Le personnage de la petite Léa est largement inspiré d'une fillette bien réelle qui accompagnait son papa les soirs de concert folk organisés jadis dans mon village. Elle dormait dans les coulisses quand le sommeil devenait trop pesant. Elle était la petite mascotte de l'orchestre et des gens, dont j'étais, présents à ces soirées. La fillette doit avoir largement dépassé la quarantaine maintenant. Peut-être joue-t-elle de la flûte ? Cela n'aurait rien d'étonnant !

Garance
Émouvante cette petite Léa

Émouvante cette petite Léa qui s'endort dans les coulisses calée dans un sac de couchage.

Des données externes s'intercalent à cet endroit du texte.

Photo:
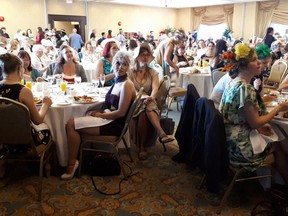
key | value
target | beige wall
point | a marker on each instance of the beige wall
(22, 15)
(31, 14)
(103, 17)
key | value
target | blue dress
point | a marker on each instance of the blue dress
(237, 128)
(107, 70)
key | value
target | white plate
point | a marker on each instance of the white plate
(63, 103)
(271, 104)
(280, 118)
(83, 102)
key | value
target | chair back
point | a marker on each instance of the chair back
(131, 112)
(216, 75)
(16, 124)
(278, 71)
(163, 91)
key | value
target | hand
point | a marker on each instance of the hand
(148, 100)
(269, 97)
(47, 101)
(265, 130)
(283, 107)
(257, 83)
(183, 64)
(96, 114)
(39, 79)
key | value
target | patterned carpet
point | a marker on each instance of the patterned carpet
(161, 187)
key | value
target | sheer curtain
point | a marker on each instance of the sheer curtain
(228, 11)
(265, 14)
(197, 18)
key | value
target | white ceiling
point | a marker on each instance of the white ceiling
(173, 3)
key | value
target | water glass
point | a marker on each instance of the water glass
(78, 80)
(102, 79)
(50, 79)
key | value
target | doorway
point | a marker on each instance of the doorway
(68, 22)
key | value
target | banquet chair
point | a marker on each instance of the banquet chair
(109, 144)
(174, 93)
(15, 132)
(146, 126)
(277, 74)
(216, 75)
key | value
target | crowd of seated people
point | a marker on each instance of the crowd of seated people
(246, 73)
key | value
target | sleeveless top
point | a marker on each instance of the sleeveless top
(107, 70)
(11, 91)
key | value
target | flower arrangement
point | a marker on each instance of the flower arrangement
(243, 51)
(229, 59)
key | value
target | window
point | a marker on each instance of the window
(211, 31)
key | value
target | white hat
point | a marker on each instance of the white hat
(144, 46)
(46, 43)
(103, 43)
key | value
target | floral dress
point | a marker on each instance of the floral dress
(237, 128)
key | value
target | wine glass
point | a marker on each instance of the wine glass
(95, 82)
(78, 79)
(63, 87)
(50, 79)
(102, 79)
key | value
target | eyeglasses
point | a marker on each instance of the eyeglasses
(118, 63)
(144, 55)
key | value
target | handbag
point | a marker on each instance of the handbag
(104, 164)
(167, 125)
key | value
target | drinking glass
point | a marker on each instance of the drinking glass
(50, 79)
(102, 79)
(22, 81)
(29, 84)
(95, 82)
(63, 87)
(78, 80)
(205, 63)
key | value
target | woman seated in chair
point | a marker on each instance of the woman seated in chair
(243, 110)
(12, 68)
(118, 100)
(143, 76)
(67, 66)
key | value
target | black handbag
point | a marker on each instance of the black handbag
(104, 164)
(167, 125)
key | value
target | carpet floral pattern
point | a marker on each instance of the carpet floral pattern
(159, 187)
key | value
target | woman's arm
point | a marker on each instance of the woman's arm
(126, 96)
(255, 121)
(167, 54)
(81, 72)
(283, 84)
(26, 98)
(99, 68)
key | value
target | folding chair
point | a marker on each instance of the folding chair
(109, 144)
(16, 130)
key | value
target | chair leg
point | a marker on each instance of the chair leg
(41, 167)
(127, 149)
(164, 146)
(80, 162)
(227, 192)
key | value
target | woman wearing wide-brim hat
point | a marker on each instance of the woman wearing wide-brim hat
(146, 77)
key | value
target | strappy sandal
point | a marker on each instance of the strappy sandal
(163, 138)
(142, 155)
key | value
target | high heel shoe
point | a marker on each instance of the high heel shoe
(69, 176)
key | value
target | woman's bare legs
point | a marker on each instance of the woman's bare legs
(280, 151)
(154, 119)
(74, 141)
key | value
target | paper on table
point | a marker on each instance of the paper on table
(90, 121)
(259, 141)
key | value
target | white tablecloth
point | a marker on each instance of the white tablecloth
(56, 118)
(90, 70)
(201, 81)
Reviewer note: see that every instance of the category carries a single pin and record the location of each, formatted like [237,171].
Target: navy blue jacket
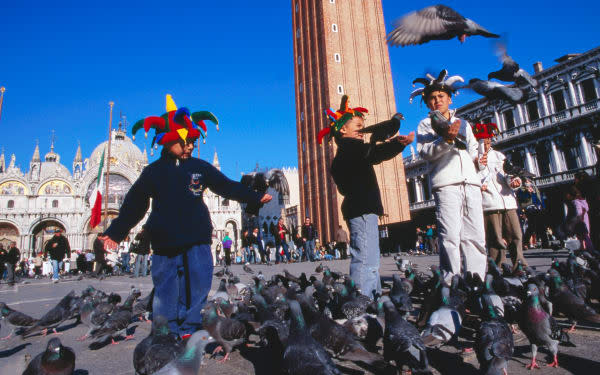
[179,217]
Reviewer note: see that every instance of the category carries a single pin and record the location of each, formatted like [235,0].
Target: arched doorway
[8,234]
[42,232]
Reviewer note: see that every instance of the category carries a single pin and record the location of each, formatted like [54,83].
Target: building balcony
[561,177]
[548,121]
[416,206]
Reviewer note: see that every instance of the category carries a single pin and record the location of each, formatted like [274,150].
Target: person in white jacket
[500,217]
[452,154]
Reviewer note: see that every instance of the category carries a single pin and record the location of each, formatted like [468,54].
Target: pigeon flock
[311,325]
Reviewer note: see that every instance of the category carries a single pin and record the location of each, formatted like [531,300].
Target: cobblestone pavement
[36,297]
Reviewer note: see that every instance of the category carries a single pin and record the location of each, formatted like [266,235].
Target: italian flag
[96,196]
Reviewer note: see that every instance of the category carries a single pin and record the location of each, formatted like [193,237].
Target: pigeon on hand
[511,72]
[156,350]
[55,360]
[497,91]
[536,324]
[53,318]
[384,130]
[437,22]
[14,318]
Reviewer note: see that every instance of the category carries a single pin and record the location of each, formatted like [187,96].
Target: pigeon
[55,360]
[497,91]
[437,22]
[192,357]
[303,354]
[228,333]
[402,342]
[511,72]
[383,130]
[156,350]
[494,341]
[247,269]
[53,318]
[536,324]
[14,318]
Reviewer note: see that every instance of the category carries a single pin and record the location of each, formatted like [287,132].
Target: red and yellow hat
[175,124]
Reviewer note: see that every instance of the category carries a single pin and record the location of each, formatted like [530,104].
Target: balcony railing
[547,121]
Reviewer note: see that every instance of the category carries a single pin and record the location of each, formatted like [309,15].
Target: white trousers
[460,229]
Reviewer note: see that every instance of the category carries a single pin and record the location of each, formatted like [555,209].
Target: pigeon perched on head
[55,360]
[511,72]
[437,22]
[14,318]
[497,91]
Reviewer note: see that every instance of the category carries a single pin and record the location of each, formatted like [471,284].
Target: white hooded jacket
[448,164]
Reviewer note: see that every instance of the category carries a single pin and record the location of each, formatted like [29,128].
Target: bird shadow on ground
[16,349]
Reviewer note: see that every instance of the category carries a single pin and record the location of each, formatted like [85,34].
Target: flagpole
[2,89]
[111,104]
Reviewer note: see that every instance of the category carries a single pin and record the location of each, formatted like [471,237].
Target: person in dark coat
[58,247]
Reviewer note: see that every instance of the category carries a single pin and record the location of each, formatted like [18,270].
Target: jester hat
[484,131]
[340,117]
[441,83]
[176,124]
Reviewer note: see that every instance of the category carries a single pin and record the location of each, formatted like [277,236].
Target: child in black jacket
[179,225]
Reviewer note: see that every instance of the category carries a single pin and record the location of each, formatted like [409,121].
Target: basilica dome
[123,150]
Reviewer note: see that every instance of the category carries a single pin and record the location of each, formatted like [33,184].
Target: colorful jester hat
[441,83]
[484,131]
[339,118]
[176,124]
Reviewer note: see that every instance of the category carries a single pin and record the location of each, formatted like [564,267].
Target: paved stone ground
[39,296]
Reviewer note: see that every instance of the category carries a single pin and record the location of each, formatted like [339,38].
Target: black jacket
[353,173]
[62,248]
[179,217]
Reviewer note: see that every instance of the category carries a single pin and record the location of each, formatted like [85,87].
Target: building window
[558,99]
[532,110]
[589,91]
[509,119]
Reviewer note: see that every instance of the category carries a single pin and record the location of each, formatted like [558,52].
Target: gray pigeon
[303,354]
[191,359]
[437,22]
[402,343]
[55,360]
[156,350]
[53,318]
[536,324]
[15,319]
[497,91]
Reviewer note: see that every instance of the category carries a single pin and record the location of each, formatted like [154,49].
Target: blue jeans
[278,256]
[364,248]
[125,258]
[181,286]
[309,247]
[56,266]
[141,262]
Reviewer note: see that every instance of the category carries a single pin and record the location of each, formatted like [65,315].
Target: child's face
[351,128]
[440,101]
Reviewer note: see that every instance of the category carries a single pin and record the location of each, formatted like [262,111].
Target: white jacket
[448,164]
[499,195]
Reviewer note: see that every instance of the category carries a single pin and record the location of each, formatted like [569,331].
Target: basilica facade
[49,196]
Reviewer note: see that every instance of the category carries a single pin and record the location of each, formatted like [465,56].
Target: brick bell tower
[340,48]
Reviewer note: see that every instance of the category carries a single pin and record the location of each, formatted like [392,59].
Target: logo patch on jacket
[196,186]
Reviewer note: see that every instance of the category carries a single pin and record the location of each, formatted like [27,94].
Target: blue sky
[63,61]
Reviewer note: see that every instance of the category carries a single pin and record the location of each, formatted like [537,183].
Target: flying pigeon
[511,72]
[55,360]
[437,22]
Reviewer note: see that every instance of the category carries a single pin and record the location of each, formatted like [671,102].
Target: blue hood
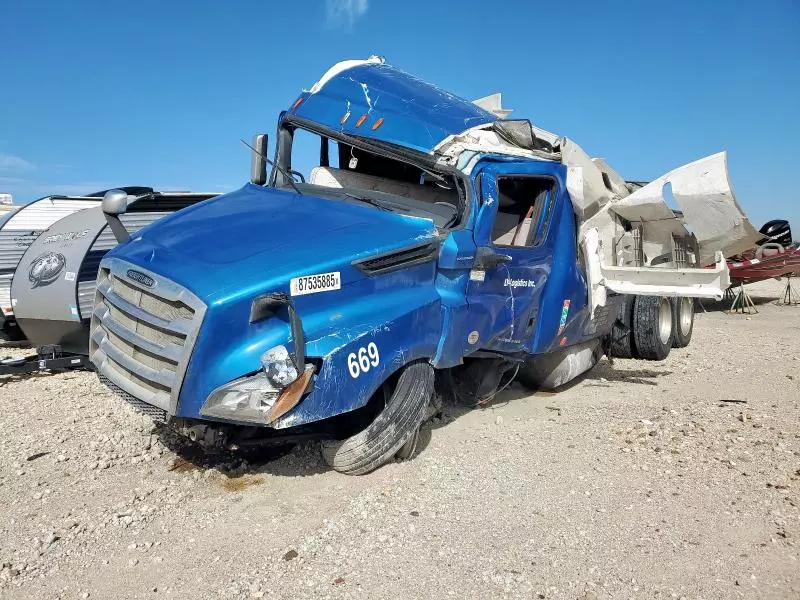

Mais, enfant du divorce, il ne faudra rien dire à Maman.

Pourtant, ils se sont aimés un jour...

 

Troublant cet hommage rendu à Rudolf le Papa musicien par Viktor lui offrant un bouquet de tulipes sauvages(!).

 

Et puis Samir et son vieux Kodak qui attendent LE MOMENT précis...selon le bon vouloir de l'encre sympathique, entre autre...

 

Beaucoup d'émotion dans ton texte, cela ne m'étonne pas de ta part.

Merci Plume.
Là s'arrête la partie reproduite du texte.